Learning Module 4: Asset Manager Code of Professional Conduct

Introduction

The Asset Manager Code (AMC) is a voluntary code for firms (not individuals) that manage client assets. * Goal: Foster a culture of ethics and assist investors in identifying firms that adhere to high standards. * Adoption: Must be adopted by the firm’s senior management/board. * Scope: applies to all employees of the firm.


General Principles of Conduct

Managers must: 1. Act in a professional and ethical manner at all times. 2. Act for the benefit of clients. 3. Act with independence and objectivity. 4. Act with skill, competence, and diligence. 5. Communicate with clients in a timely and accurate manner. 6. Uphold the applicable rules governing capital markets.


Specific Provisions (A-F)

A. Loyalty to Clients

  • Place client interests first: Always before the firm’s or employees’ interests.
  • Confidentiality: Protect client information.
  • Anti-Money Laundering (AML): Refuse relationships with potential criminals.
  • Gifts: Refuse gifts that could compromise independence.

B. Investment Process and Actions

  • Due Diligence: Use reasonable care and judgment.
  • Fair Dealing: Deal fairly with all clients (no favoritism).
  • Suitability: Ensure investments suit the client’s mandate.
  • Manipulation: Do not engage in market manipulation (price/volume distortion).

C. Trading

  • Best Execution: Maximize client portfolio value (considering price, cost, speed, likelihood of execution).
  • Soft Dollars: Use client brokerage only for research that benefits the client.
  • Allocation: Allocate trades fairly (e.g., pro-rata) among accounts.
  • Cross Trades: Only if beneficial to both clients and fair price is used.

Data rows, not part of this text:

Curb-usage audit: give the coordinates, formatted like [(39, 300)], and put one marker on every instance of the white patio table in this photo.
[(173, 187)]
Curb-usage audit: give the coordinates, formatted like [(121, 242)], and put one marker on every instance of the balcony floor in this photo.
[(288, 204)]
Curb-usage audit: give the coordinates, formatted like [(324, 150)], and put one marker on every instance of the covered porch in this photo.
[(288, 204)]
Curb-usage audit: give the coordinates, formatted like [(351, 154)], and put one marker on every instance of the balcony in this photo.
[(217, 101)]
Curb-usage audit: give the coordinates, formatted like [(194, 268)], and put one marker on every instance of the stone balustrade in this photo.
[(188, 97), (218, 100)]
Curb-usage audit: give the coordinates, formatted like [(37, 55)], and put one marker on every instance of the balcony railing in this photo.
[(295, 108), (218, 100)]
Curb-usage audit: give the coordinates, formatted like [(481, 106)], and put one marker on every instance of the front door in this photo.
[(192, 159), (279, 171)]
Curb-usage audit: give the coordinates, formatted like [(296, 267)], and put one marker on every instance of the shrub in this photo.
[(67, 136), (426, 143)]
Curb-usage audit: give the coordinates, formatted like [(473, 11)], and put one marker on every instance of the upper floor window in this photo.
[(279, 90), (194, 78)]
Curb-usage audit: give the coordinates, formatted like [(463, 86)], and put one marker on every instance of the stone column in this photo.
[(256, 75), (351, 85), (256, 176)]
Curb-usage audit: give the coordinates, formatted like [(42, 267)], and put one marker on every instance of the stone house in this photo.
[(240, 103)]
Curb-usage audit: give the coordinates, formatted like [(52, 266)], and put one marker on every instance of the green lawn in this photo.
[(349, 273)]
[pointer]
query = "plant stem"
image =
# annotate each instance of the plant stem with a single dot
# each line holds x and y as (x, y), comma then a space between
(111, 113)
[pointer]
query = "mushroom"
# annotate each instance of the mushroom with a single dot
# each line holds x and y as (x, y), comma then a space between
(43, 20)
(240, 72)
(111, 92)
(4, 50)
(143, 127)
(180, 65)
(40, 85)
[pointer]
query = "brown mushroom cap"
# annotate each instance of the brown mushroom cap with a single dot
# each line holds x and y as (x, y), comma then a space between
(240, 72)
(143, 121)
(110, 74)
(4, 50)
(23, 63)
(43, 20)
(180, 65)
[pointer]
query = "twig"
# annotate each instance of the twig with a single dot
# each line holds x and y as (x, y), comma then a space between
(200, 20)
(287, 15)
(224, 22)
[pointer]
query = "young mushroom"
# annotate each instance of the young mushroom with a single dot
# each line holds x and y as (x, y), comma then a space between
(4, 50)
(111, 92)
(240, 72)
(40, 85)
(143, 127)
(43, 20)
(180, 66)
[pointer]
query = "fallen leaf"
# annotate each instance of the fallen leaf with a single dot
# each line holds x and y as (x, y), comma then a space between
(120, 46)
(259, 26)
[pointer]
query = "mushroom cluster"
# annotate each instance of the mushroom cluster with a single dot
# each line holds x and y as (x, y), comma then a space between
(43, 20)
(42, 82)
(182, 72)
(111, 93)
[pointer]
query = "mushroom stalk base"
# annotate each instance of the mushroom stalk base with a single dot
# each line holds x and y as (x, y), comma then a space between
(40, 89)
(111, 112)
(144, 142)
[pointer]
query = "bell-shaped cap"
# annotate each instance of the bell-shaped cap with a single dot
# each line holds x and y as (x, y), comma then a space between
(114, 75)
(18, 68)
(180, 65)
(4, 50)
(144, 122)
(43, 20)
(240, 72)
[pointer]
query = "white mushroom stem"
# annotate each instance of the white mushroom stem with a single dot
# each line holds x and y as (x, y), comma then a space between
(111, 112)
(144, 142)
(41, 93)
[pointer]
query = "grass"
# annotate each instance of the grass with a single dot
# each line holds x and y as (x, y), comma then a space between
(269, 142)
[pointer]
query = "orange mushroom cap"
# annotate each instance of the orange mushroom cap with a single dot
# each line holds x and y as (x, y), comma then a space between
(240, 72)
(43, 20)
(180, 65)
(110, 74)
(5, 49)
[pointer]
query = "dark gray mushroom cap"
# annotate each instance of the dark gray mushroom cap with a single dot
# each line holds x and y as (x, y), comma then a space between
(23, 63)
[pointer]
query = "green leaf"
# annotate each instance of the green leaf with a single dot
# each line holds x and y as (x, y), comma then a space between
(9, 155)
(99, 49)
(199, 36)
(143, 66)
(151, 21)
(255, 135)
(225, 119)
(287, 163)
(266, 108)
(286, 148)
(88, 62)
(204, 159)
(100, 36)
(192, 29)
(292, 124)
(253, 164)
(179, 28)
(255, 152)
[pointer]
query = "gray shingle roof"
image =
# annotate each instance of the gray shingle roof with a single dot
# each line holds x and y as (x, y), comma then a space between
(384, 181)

D. Risk Management, Compliance, and Support

  • Compliance Officer: Must appoint a competent compliance officer.
  • Portfolio Valuation: Use fair market prices; independent third-party valuation is best practice.
  • Business Continuity: Have a disaster recovery plan.
  • Record Retention: Maintain records (CFA Institute recommends 7 years).

E. Performance and Valuation

  • Fair Representation: Performance must be fair, accurate, relevant, timely, and complete.
  • Methodology: Disclose how returns are calculated (gross/net) and use fair value for assets.

F. Disclosures

Managers must truthfully and thoroughly disclose: * Conflicts of Interest: Relationships, fees, soft dollars. * Regulatory Actions: Any disciplinary history. * Investment Process: Strategies, risks, use of derivatives/leverage. * Fees/Costs: Management fees and other costs charged to investors. * Voting Policy: How proxies are voted. * Trade Allocation Policy: How trades are split.


Key Differences: AMC (Firm) vs. Code & Standards (Individual)

  • Applicability: AMC applies to the firm; Code & Standards apply to individual members.
  • Compliance: Firms “Claim Compliance” with the AMC. Individuals “Adhere” to the Code & Standards.